A study conducted in Saudi Arabia reported that issues related to menstruation experienced by women, such as menstrual pain or premenstrual syndrome, are associated with perceived stress [26]. However, among the participants in the present study, although it became evident that they were experiencing problems related to menstruation or could not achieve proper MHM, their overall satisfaction with current menstrual management was high (97.1%). This discrepancy might be attributed to a need for correct understanding or knowledge about menstruation and the normalization of the current environment, which makes it difficult for individuals to perceive dissatisfaction or challenges with the current situation. Therefore, there is a need to disseminate knowledge and consider improving comprehensive MHM environments [27].

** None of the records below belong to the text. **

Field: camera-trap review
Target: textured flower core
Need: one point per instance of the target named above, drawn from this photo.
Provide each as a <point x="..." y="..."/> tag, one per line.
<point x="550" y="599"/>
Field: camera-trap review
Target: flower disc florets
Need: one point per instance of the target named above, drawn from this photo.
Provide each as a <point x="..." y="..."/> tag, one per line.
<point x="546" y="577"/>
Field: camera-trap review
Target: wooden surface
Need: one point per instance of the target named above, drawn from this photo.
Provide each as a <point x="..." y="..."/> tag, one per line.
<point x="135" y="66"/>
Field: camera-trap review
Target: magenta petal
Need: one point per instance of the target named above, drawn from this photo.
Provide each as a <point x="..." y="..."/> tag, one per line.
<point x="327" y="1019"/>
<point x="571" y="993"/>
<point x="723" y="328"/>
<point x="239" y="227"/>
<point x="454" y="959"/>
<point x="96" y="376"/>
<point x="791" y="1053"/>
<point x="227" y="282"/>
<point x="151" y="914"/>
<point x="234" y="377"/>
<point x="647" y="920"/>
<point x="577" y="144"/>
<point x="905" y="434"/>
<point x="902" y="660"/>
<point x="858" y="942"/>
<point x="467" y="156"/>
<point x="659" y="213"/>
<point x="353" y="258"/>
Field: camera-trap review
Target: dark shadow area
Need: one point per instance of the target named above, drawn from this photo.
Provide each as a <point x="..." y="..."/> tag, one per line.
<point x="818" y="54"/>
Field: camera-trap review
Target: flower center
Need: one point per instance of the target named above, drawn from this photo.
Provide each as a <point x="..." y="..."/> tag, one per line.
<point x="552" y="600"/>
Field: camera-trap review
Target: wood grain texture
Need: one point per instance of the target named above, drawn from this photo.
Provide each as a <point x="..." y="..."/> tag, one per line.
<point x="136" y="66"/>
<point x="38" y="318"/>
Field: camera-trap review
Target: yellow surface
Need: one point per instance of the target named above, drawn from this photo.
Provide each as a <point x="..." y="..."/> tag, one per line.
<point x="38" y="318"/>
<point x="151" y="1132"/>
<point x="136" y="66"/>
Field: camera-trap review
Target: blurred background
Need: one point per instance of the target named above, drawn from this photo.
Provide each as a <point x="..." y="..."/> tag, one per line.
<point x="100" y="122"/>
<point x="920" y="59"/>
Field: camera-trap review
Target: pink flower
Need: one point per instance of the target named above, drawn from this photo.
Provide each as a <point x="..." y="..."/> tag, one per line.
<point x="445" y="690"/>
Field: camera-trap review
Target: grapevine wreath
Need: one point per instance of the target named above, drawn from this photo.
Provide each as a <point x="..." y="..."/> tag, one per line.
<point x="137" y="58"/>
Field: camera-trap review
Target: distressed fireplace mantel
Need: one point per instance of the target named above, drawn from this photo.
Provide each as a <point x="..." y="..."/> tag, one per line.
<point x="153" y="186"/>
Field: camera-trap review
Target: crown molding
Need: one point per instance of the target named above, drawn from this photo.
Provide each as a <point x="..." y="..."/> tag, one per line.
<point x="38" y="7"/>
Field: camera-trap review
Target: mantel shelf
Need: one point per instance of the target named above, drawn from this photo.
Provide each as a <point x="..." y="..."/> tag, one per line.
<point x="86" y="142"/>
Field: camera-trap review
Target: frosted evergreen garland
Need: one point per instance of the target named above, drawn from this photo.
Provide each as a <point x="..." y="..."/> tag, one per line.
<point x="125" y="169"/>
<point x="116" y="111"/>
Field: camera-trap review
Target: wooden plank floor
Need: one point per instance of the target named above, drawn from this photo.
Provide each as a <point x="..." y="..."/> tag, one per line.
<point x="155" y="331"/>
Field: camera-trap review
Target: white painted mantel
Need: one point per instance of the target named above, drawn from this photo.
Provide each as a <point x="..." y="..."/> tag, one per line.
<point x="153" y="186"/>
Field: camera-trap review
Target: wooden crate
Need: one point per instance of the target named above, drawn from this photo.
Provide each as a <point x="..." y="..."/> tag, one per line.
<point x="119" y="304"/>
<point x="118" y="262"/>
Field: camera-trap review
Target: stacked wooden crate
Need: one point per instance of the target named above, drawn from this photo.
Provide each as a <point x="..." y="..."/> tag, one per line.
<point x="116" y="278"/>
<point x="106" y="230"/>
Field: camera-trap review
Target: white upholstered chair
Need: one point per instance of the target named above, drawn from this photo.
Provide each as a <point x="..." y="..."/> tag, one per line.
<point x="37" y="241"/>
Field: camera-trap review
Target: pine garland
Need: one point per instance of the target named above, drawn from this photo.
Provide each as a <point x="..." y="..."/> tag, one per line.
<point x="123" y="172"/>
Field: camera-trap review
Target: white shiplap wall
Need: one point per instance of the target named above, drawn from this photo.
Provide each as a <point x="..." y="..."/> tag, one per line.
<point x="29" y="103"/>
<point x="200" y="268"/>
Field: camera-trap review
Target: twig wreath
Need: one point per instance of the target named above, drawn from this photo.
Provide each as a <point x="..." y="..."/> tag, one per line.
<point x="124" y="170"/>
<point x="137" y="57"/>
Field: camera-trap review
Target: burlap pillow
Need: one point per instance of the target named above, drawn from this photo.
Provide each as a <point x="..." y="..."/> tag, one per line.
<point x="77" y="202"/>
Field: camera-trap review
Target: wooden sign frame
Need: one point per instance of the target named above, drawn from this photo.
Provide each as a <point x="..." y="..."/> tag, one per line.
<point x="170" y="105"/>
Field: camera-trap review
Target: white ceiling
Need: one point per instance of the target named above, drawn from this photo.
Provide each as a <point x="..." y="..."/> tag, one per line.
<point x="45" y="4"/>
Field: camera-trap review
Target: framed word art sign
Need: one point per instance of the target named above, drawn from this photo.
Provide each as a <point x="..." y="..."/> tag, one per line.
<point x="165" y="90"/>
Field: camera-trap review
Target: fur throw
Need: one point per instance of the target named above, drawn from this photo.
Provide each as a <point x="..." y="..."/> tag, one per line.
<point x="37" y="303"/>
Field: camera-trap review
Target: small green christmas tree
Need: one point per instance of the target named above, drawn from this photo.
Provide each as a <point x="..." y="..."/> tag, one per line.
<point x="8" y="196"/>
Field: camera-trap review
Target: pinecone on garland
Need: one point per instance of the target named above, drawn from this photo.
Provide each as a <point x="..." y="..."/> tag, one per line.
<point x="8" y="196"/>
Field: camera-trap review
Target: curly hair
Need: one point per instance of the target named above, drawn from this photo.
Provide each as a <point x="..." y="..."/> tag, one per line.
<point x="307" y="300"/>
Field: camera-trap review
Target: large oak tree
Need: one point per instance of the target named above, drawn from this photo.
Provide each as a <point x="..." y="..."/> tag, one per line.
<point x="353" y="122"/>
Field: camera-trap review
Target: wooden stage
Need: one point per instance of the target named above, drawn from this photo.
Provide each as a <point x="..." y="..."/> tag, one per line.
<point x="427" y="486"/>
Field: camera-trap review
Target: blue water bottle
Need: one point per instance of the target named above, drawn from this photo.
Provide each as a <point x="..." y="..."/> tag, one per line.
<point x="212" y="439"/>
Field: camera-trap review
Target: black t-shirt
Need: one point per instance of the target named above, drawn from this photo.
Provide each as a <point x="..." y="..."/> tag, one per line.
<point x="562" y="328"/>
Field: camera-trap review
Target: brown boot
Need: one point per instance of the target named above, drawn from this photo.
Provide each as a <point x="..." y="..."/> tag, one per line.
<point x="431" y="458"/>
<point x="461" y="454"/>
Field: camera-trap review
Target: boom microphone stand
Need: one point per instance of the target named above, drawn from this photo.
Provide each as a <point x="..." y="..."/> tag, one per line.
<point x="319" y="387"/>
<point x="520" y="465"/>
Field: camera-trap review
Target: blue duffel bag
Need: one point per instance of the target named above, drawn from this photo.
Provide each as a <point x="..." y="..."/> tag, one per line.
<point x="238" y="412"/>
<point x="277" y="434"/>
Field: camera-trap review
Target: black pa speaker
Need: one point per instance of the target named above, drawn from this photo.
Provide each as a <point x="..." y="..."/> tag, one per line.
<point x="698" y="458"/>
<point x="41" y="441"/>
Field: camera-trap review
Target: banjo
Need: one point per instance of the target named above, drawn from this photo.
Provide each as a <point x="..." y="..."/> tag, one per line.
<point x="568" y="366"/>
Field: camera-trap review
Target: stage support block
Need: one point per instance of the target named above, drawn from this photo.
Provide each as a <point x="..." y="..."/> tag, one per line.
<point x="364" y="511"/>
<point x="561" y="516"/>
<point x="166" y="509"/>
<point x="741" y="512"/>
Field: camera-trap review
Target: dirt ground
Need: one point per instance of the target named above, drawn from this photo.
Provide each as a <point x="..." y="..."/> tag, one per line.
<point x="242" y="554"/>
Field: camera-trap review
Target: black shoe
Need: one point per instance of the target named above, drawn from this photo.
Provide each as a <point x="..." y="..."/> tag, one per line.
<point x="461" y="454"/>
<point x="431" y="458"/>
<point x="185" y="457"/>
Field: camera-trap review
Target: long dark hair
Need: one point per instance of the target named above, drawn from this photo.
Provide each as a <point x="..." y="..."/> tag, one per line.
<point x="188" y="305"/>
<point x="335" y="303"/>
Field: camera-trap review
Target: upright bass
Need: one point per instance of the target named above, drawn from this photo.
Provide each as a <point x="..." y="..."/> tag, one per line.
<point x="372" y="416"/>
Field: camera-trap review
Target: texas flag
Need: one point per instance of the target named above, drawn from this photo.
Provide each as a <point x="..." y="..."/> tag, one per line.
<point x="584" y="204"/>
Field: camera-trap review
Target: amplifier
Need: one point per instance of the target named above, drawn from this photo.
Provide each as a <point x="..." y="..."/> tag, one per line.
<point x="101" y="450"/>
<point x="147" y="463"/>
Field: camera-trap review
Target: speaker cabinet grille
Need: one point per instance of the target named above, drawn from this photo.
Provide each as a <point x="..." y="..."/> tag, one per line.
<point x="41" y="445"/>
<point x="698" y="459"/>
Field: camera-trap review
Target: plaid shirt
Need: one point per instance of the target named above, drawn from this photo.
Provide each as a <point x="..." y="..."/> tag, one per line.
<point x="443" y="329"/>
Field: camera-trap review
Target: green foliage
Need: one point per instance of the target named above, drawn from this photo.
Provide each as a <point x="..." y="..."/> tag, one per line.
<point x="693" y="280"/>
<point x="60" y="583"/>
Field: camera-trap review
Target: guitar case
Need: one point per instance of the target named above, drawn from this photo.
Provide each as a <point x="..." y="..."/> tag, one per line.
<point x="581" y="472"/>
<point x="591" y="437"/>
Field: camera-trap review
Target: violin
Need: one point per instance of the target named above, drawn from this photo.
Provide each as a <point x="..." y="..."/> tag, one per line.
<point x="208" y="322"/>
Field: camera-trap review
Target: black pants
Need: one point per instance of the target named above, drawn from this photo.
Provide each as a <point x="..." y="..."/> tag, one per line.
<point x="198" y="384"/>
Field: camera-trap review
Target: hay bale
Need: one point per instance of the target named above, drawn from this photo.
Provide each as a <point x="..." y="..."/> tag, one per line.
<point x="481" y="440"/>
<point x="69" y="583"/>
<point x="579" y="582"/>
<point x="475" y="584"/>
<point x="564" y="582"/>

Menstrual secrecy and MHM practices

No statistically significant associations were observed regarding the relationship between menstrual secrecy and MHM practices. In other words, individuals who believe they should not discuss menstruation with others and those who do not share this belief exhibit similar levels of MHM. However, a correlation was observed with an economic factor: the amount of monthly disposable income available for discretionary spending. A trend was noticed where individuals with more discretionary income were less likely to agree with the statement, “I should not talk to others about menstruation.” Previous studies targeting adolescents have suggested that higher allowances are associated with better MHM practices [11, 28], indicating that individuals with greater financial freedom can afford the expenses associated with MHM. Consequently, feelings of shame or the need for secrecy regarding menstruation are likely lower among individuals with more financial autonomy.

Limitations

One limitation of this study is the restricted survey period, which necessitated limiting the sample size and study area. Therefore, only the bivariate analysis was applied, and the effects between explanatory variables have not been thoroughly examined. Additionally, the results cannot be taken to represent the entire Xaybouathong District. Due to the scarcity of previous research on young women in Lao PDR and the broad focus of this study, it was challenging to investigate each component of MHM. Consequently, detailed inquiries into various aspects of MHM could not be conducted. Moving forward, it will be imperative to expand and sustain research efforts to address the new challenges identified in this study.

Conclusions

While previous research on MHM has reported sociocultural influences, no significant associations between the cultural value of menstruation secrecy and the implementation of MHM were found in the present study. In the limited environment of rural Lao PDR, it is evident that groups both with and without traditional values have achieved similar levels of MHM. However, both groups also experience limitations in their daily activities because of menstrual symptoms, struggle to maintain privacy during menstrual product changes, and do not always practice proper hygiene. Additionally, subjective satisfaction with current MHM is generally high. Therefore, in resource-constrained areas, it is beneficial to not only consider traditional values, but also understand how individuals are specifically perceiving, managing, and coping with the current state of MHM.

Acknowledgments

We would like to thank Dr. Somboune and Dr. Khampanavanh from the Khammouane Provincial Health Office for their approval of and cooperation with the local investigation. We also sincerely thank Mr. Niphop and Ms. Syntala from the Xaybouathong District Health Office for their coordination during the local survey. Our deepest thanks go to the chiefs of each target village for their assistance. We are also grateful to the research participants from Xaybouathong District and their parents for participating in this study. Lastly, we extend our heartfelt appreciation to Oita University of Nursing and Health Sciences and the International Society for the Advancement of Physical Healthcare (ISAPH) for granting permission for overseas research and providing us with this invaluable opportunity.